= Red Harvest (play) =

Red Harvest is a play in three acts by Walter Charles Roberts that uses pages from an American Red Cross nurse's diary detailing her experiences working with the Red Cross in France on the Western Front during World War I as its source material. Set in American Red Cross Hospital 111, a field hospital in Jouy-sur-Morin, the play takes place in 1918 at the time of the Battle of Château-Thierry. The play centers around the head nurse, Zinna Meek, as she struggles to lead the under staffed and under supplied hospital through a dangerous time when the hospital itself is experiencing air raids, shell fire, and a large crowd of severely wounded soldiers, many of whom are difficult surgical cases.

Produced by Brock Pemberton and The Theatre Foundation of America, Red Harvest premiered on Broadway on March 30, 1937 at the National Theatre.

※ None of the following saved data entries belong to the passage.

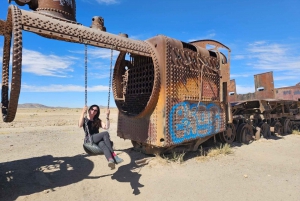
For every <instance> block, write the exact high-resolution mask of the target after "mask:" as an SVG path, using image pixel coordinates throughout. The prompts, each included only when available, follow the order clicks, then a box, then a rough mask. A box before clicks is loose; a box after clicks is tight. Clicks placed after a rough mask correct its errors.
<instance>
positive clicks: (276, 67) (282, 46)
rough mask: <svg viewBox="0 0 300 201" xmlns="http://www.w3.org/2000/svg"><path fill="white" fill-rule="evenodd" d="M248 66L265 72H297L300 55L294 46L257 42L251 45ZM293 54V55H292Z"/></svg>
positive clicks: (266, 42)
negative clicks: (264, 71)
mask: <svg viewBox="0 0 300 201" xmlns="http://www.w3.org/2000/svg"><path fill="white" fill-rule="evenodd" d="M247 51H248V52H249V57H248V58H249V59H250V60H251V61H250V62H249V63H248V65H250V66H251V67H253V68H256V69H260V70H262V71H263V70H265V71H278V72H279V71H284V72H288V71H290V72H295V73H296V71H298V69H299V68H300V55H297V54H294V53H295V52H298V51H296V50H293V48H292V46H287V45H281V44H276V43H273V44H268V43H267V42H264V41H257V42H254V43H253V44H250V45H249V48H248V49H247ZM292 53H293V54H292Z"/></svg>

The cast included Leona Powers as Zinna Meek, John Alexander as Sergeant Bennett, Walter Burke as Courier Rockman, Michael Carlo as Private Transky, Frances Creel as Sally Farrell, Malan Cullen as Charlotte Van Worter, Lloyd Gough as Private Hawley, Allan Hale as Private Breen, Jeanne Hart as Rose Clarkson, Martha Hodge as Carol Whiting, Phyllis Langner as Holly Farrell, Drue Leyton as Ruth Bissley, Elizabeth Love as Veronica Ellis, Robert Marcato as Courier, G.H.Q., Doro Merande as Belle Smith, Margaret Mullen as Dorothy Bruffel, Edwin Rand as Corporal Topley, Carl Benton Reid as Major McCann, M.C., C.O., Amelia Romano as Mary Luddy, Chester Stratton as Private Adams, Joan Sudlow as Soeur Therese, and Frederic Tozere as Major David Allison, M.C.

Roberts was the head of the drama department at Ithaca College at the time his play premiered on Broadway.